Ultimate Guide to Scraping Linkarooie with Ruby
Prerequisites
- Basic Ruby knowledge
- Familiarity with HTML/CSS selectors
- A Ruby environment with Bundler installed
- Desire to output dynamic data in Markdown or HTML format
Introduction
Linkarooie lets you create shareable link profiles, achievements, and more. In this comprehensive guide, you’ll learn how to:
- Fetch Linkarooie pages via HTTParty.
- Parse HTML content with Nokogiri.
- Output data as Markdown or HTML (using Redcarpet).
- Automate with Cron or GitHub Actions.
- Enhance reliability via rate limiting, testing (RSpec + VCR), data validation, and config files.
- Containerise everything using Docker and Docker Compose.
1. Project Setup
1.1. Directory and Files
Follow these steps to create the initial structure:
# 1. Create a directory for your project
mkdir linkarooie-scraper
cd linkarooie-scraper
# 2. Create a Gemfile for your Ruby dependencies
touch Gemfile
# 3. Create your scraper script
touch linkarooie_scraper.rb
# 4. (Optional) Create a Dockerfile and docker-compose.yml for containerisation
touch Dockerfile
touch docker-compose.yml
Your folder now contains:
Gemfile
linkarooie_scraper.rb
Dockerfile
docker-compose.yml
(optional)
1.2. Define Gems in Your Gemfile
source "https://rubygems.org"
gem "httparty"
gem "nokogiri"
gem "redcarpet" # Only if you want HTML conversion from Markdown
# For testing (optional best practice improvements):
# gem "rspec"
# gem "vcr"
# gem "webmock"
Then install:
bundle install
2. Docker & Docker Compose Setup
Below are example files for a basic Docker workflow, using Ruby 3.3 and the new Docker Compose. Feel free to customise.
2.1. Dockerfile
# Dockerfile
# Start with the official Ruby 3.3 image
FROM ruby:3.3
# Create a directory for our app
ENV APP_HOME /usr/src/app
RUN mkdir -p $APP_HOME
WORKDIR $APP_HOME
# Copy Gemfile and Gemfile.lock first for efficient caching
COPY Gemfile Gemfile.lock ./
# Install dependencies
RUN bundle install
# Copy the rest of our code
COPY . .
# Set default command
CMD [ "ruby", "linkarooie_scraper.rb" ]
Note: You may not have a
Gemfile.lock
yet. It’s good practice to generate one locally by runningbundle install
on your host, then copy it in.
2.2. Docker Compose
# docker-compose.yml
services:
linkarooie:
build: .
volumes:
- .:/usr/src/app
command: bundle exec ruby linkarooie_scraper.rb
Important: Docker Compose (the command
docker-compose
) is now officially replaced by Docker Compose V2, invoked asdocker compose
. The syntax above uses the newer file format.
Running with Docker
# 1. Build the Docker image
docker compose build
# 2. Run the container
docker compose up
Once it’s finished, you should see logs indicating the scraper ran. Reports (Markdown/HTML) will appear in your local reports/daily
directory if configured correctly.
3. Fetching Your Linkarooie Profile with HTTParty
Inside linkarooie_scraper.rb
, add the following code for the HTTP request:
require "httparty"
url = "https://linkarooie.com/loftwah"
response = HTTParty.get(url, headers: { "User-Agent" => "Mozilla/5.0" })
if response.code == 200
puts "Page fetched successfully!"
html_content = response.body
else
puts "Failed to fetch page. Status code: #{response.code}"
exit
end
Tip: Including a custom User-Agent header can help avoid being blocked by websites that disallow default HTTP libraries.
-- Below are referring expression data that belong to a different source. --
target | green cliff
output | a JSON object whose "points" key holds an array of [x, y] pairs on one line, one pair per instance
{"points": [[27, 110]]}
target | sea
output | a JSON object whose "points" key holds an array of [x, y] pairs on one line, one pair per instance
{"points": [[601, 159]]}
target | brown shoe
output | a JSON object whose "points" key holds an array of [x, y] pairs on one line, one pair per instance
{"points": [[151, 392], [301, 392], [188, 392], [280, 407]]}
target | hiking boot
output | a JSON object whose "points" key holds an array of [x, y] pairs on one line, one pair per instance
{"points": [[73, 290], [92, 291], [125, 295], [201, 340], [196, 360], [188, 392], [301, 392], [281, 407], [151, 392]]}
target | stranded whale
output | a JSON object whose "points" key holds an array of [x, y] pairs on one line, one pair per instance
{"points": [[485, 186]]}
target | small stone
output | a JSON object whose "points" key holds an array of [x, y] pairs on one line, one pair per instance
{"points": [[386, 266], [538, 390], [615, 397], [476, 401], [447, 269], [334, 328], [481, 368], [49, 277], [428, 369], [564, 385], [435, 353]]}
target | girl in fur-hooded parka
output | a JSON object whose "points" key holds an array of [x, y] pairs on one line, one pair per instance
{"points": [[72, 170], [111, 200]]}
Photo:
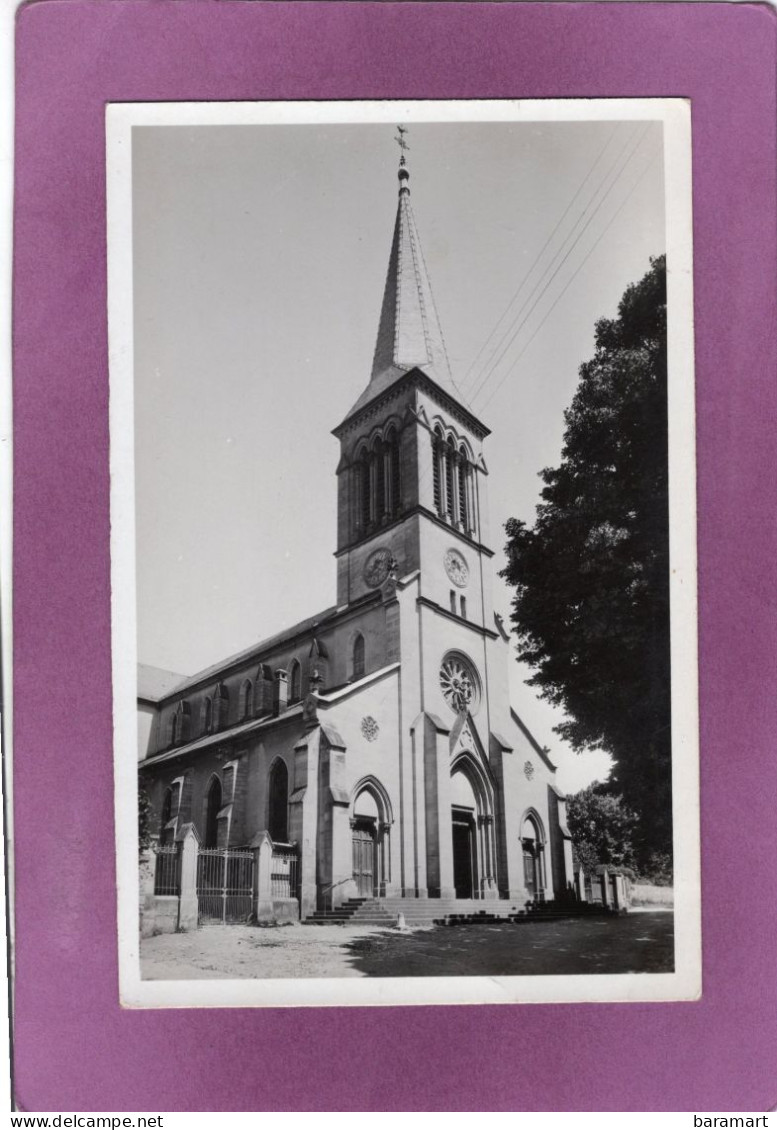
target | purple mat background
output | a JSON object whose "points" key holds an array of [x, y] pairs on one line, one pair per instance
{"points": [[75, 1048]]}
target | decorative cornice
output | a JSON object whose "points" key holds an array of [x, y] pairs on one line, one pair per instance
{"points": [[410, 512], [415, 377], [457, 619]]}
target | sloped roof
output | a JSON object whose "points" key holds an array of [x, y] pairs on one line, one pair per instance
{"points": [[409, 332], [154, 683], [256, 649]]}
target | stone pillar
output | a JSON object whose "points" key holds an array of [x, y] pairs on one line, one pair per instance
{"points": [[335, 849], [304, 817], [189, 845], [489, 885], [437, 808], [280, 696], [413, 827], [604, 884], [386, 887], [262, 911]]}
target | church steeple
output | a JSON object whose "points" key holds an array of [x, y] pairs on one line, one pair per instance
{"points": [[409, 332], [411, 475]]}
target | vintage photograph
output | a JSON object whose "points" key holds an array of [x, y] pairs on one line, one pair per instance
{"points": [[403, 552]]}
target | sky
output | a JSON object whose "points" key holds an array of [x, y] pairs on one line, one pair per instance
{"points": [[260, 255]]}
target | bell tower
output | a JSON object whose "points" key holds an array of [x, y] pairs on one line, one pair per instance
{"points": [[411, 478]]}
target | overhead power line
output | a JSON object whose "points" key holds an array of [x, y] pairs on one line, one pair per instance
{"points": [[539, 257], [572, 279], [623, 164]]}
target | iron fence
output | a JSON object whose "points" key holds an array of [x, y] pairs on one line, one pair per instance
{"points": [[284, 871], [167, 869], [225, 884]]}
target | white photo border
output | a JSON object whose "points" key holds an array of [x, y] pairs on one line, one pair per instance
{"points": [[684, 983]]}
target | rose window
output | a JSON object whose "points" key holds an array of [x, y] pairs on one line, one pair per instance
{"points": [[459, 684]]}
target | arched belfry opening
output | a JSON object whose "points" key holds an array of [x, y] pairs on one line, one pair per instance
{"points": [[370, 839], [278, 803], [472, 829], [212, 808], [533, 849]]}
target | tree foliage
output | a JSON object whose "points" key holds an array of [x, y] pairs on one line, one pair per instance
{"points": [[591, 576], [602, 828], [145, 813]]}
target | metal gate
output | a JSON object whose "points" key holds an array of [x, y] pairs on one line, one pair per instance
{"points": [[225, 878]]}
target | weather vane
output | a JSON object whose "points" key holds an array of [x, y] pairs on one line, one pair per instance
{"points": [[401, 130]]}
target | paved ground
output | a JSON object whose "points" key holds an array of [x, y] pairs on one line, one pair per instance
{"points": [[638, 942]]}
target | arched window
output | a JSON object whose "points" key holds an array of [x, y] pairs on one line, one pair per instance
{"points": [[532, 842], [166, 816], [450, 480], [358, 657], [364, 488], [295, 683], [463, 475], [207, 714], [278, 815], [380, 461], [246, 703], [179, 726], [212, 808], [220, 707], [437, 468], [393, 472]]}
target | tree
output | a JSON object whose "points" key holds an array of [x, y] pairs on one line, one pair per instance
{"points": [[591, 607], [145, 813], [602, 828]]}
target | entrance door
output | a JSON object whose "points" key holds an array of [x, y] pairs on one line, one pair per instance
{"points": [[364, 858], [463, 853], [530, 869]]}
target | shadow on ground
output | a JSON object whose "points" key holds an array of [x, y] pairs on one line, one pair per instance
{"points": [[642, 942]]}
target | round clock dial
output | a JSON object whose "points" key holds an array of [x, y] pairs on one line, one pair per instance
{"points": [[456, 567], [376, 567], [459, 684]]}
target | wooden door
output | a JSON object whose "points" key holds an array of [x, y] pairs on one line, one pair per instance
{"points": [[364, 858], [463, 852], [530, 870]]}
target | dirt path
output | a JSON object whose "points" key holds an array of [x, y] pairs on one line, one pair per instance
{"points": [[642, 942], [249, 952]]}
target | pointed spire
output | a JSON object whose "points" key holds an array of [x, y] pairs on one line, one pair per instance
{"points": [[409, 332]]}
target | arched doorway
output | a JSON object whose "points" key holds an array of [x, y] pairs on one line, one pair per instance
{"points": [[463, 813], [472, 800], [212, 808], [278, 815], [365, 843], [533, 846]]}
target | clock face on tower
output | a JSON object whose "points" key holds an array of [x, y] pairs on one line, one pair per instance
{"points": [[456, 567], [376, 567]]}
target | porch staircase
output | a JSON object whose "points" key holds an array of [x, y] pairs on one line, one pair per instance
{"points": [[445, 912], [417, 912]]}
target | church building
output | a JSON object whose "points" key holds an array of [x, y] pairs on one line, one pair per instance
{"points": [[375, 740]]}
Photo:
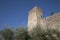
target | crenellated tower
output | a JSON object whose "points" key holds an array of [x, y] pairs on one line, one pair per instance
{"points": [[34, 18]]}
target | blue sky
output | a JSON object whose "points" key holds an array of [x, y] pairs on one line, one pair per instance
{"points": [[15, 12]]}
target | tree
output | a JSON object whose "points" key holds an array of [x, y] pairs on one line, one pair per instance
{"points": [[21, 34]]}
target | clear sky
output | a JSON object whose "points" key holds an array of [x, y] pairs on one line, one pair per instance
{"points": [[15, 12]]}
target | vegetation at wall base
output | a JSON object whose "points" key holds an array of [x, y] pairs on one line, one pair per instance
{"points": [[22, 34]]}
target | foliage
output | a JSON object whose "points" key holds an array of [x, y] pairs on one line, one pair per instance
{"points": [[36, 34]]}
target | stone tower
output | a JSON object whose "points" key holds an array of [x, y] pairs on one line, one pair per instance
{"points": [[34, 18]]}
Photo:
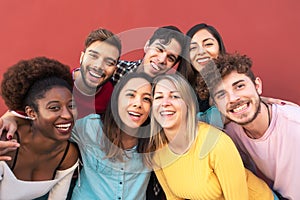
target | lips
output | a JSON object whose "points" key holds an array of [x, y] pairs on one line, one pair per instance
{"points": [[153, 65], [202, 60], [135, 116], [239, 108], [167, 113], [99, 74], [64, 128]]}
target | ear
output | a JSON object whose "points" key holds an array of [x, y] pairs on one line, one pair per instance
{"points": [[30, 112], [258, 85], [81, 57], [146, 47]]}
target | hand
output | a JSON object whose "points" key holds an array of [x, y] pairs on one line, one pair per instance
{"points": [[277, 101], [7, 146], [8, 124]]}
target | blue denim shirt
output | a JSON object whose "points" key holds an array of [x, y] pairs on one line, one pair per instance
{"points": [[104, 178]]}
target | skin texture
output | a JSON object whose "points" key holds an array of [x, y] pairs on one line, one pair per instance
{"points": [[160, 58], [203, 47], [135, 102], [98, 63]]}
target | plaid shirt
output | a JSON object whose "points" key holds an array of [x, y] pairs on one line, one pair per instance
{"points": [[123, 68]]}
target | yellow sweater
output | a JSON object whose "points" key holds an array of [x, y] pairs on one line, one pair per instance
{"points": [[211, 169]]}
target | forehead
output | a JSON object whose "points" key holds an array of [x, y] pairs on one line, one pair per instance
{"points": [[58, 92], [104, 49], [173, 46], [165, 85], [201, 35], [231, 79], [137, 84]]}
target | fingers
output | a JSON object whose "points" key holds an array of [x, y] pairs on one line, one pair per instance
{"points": [[5, 158]]}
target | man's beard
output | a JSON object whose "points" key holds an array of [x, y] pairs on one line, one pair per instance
{"points": [[85, 82], [257, 111]]}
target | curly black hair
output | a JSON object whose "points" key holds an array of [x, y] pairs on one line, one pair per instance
{"points": [[19, 78]]}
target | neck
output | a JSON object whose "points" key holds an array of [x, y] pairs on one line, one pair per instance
{"points": [[128, 141], [178, 142], [32, 139], [259, 126]]}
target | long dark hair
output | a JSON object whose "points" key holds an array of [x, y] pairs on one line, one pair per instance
{"points": [[111, 143]]}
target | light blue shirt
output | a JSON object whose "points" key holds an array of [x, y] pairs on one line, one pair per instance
{"points": [[103, 178]]}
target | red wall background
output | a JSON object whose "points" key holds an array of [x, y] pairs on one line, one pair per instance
{"points": [[268, 31]]}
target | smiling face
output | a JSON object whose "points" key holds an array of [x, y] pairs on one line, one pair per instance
{"points": [[160, 58], [98, 63], [56, 114], [134, 102], [237, 97], [169, 109], [203, 47]]}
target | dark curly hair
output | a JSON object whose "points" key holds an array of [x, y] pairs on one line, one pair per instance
{"points": [[19, 78], [220, 67]]}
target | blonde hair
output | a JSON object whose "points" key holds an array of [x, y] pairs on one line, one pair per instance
{"points": [[157, 136]]}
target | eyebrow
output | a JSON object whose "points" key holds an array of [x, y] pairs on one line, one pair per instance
{"points": [[96, 52], [233, 84], [132, 90], [205, 40]]}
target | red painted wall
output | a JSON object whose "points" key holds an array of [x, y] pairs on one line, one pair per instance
{"points": [[268, 31]]}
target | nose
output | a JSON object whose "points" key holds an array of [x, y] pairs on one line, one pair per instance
{"points": [[165, 102], [137, 102], [233, 96], [99, 64], [162, 57], [201, 50], [66, 113]]}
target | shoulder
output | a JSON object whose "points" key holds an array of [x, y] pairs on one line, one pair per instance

4. Parsing the HTML with Nokogiri
Continuing in linkarooie_scraper.rb
:
require "nokogiri"
doc = Nokogiri::HTML(html_content)
# Extract the main heading (profile title)
profile_title = doc.at_css("h1.text-2xl.font-bold")&.text
puts "Profile Title: #{profile_title}"
# Extract link items in the “Links” section
link_elements = doc.css(".links-section ul li")
links_data = link_elements.map do |li|
link_title = li.at_css("h2 a")&.text&.strip
link_url = li.at_css("h2 a")&.[]("href")
link_desc = li.at_css("p")&.text&.strip
{ title: link_title, url: link_url, description: link_desc }
end
puts "Found #{links_data.size} link items!"
# Extract images (like banners, avatars, etc.)
images = doc.css("img").map { |img| img["src"] }.compact
puts "Found #{images.size} images!"
5. Output as Markdown
Markdown is excellent for quick reporting. Still within linkarooie_scraper.rb
:
require "fileutils"
# Create a directory for reports if it doesn’t exist
FileUtils.mkdir_p("reports/daily")
report_date = Time.now.strftime("%Y-%m-%d")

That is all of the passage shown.